Dix-neuf années ont passé. L’artiste est en répétition à l’Opéra de Lausanne pour un Rinaldo de Haendel qui l’éblouit. « J’écoutais le premier acte de Rinaldo qui est un chef d’oeuvre absolu. Aucun morceau n’est à enlever. Parfois, j’étais alors assumé par tant de musique géniale. Je pense que nous, interprètes, de temps en temps, devons nous mettre à genoux devant les compositeurs. Au départ, il y a reconnaissance, admiration et Amour porté au compositeur. Puis, comprendre aussi que ce compositeur vit à travers les artistes et les interprètes. A partir du moment où on s’est mis à genoux, il ne faut pas non plus hésiter à apporter sa touche personnelle et sa sensibilité à l’oeuvre ».

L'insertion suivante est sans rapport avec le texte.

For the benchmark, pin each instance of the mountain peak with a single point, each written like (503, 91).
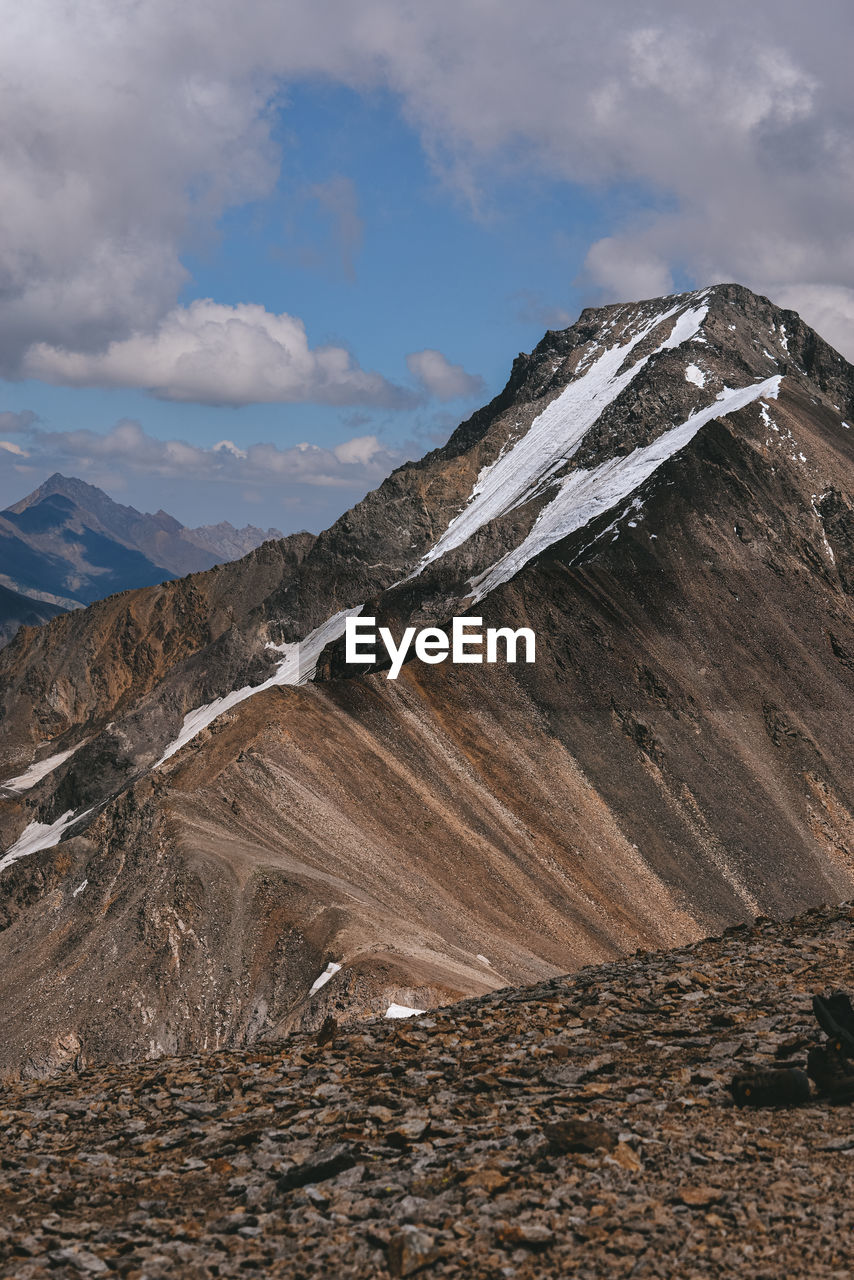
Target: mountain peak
(662, 494)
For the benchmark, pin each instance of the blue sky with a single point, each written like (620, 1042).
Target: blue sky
(423, 205)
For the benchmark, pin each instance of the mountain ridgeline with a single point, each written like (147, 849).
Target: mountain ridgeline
(68, 544)
(206, 808)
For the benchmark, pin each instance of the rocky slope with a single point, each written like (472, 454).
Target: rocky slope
(663, 492)
(19, 611)
(579, 1127)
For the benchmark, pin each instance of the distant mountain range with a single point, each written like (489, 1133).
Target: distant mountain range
(68, 544)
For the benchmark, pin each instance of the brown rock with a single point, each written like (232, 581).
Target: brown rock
(410, 1251)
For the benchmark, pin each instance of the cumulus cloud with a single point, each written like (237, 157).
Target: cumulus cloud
(129, 128)
(12, 423)
(827, 307)
(128, 451)
(219, 355)
(439, 378)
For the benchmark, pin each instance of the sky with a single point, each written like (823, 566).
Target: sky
(252, 256)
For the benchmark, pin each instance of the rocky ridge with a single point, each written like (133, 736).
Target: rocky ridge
(677, 758)
(581, 1125)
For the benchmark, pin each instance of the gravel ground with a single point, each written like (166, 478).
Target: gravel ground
(578, 1128)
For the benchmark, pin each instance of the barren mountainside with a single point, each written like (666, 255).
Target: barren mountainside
(205, 807)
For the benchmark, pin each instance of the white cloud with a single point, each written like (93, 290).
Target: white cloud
(624, 269)
(127, 449)
(218, 355)
(439, 378)
(129, 128)
(827, 307)
(12, 423)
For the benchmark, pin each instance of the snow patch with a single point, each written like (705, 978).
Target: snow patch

Le feu sacré, pour émouvoir le public actuel
De l’insouciance des débuts, Philippe Jaroussky n’est pas nostalgique. Un premier disque est un long chemin, parfois difficile. Le contre-ténor se souvient et avoue avoir vécu l’enregistrement comme une lutte. « Je n’étais pas encore habitué à chanter trois, quatre ou même cinq heures par jour. Je manquais d’endurance et de technique. Cela n’a pas été douloureux, mais on peut dire que cela a été une épreuve. » L’artiste relève aussi que la période du premier disque est, pour le jeune artiste, anxiogène. « On ne sait pas quelle carrière on aura, et si même il y en aura une. Les choses commençaient très fort pour moi mais elles auraient pu s’arrêter aussi vite qu’elles avaient commencé. »
Dix-neuf ans après la sortie de ce premier album, l’artiste ne regrette donc aucunement les débuts et savoure même un état d’apaisement. « Les choses se sont posées. Mais, j’ai l’impression d’avoir gardé une partie de cette personne d’il y a dix-neuf ans. Ce feu sacré, cette envie de transmettre la musique coûte que coûte. Que je chante, ou que je dirige, ce feu sacré, je le crois, existe encore. »
Rendre au justice au compositeur, transmettre coûte que coûte. Toutefois, Philippe Jaroussky nuance. « Avec le temps, ma conception des choses a évolué. Il faut évidemment avoir une exigence musicologique. Au fil des concerts, on se rend compte qu’on chante les oeuvres devant un public du 20ème et du 21ème siècles. On est donc connecté avec le passé, mais aussi avec le présent. Je suis convaincu que ces oeuvres doivent à tout prix émouvoir le public actuel. Quitte parfois à se diriger vers une interprétation qui n’est pas exactement celle qui aurait été choisie à l’époque. »
Dix-neuf ans plus tard, un très beau disque est donc à nouveau disponible. L’occasion de découvrir Benedetto Ferrari peut-être. D’apprendre aussi, aux côtés d’un grand artiste que le temps adoucit les exigences de la jeunesse. Le jeune artiste, féru de musicologie, s’est mué en un interprète qui a s’est en quelque sorte adouci, pour mieux communiquer son amour de la musique au public actuel.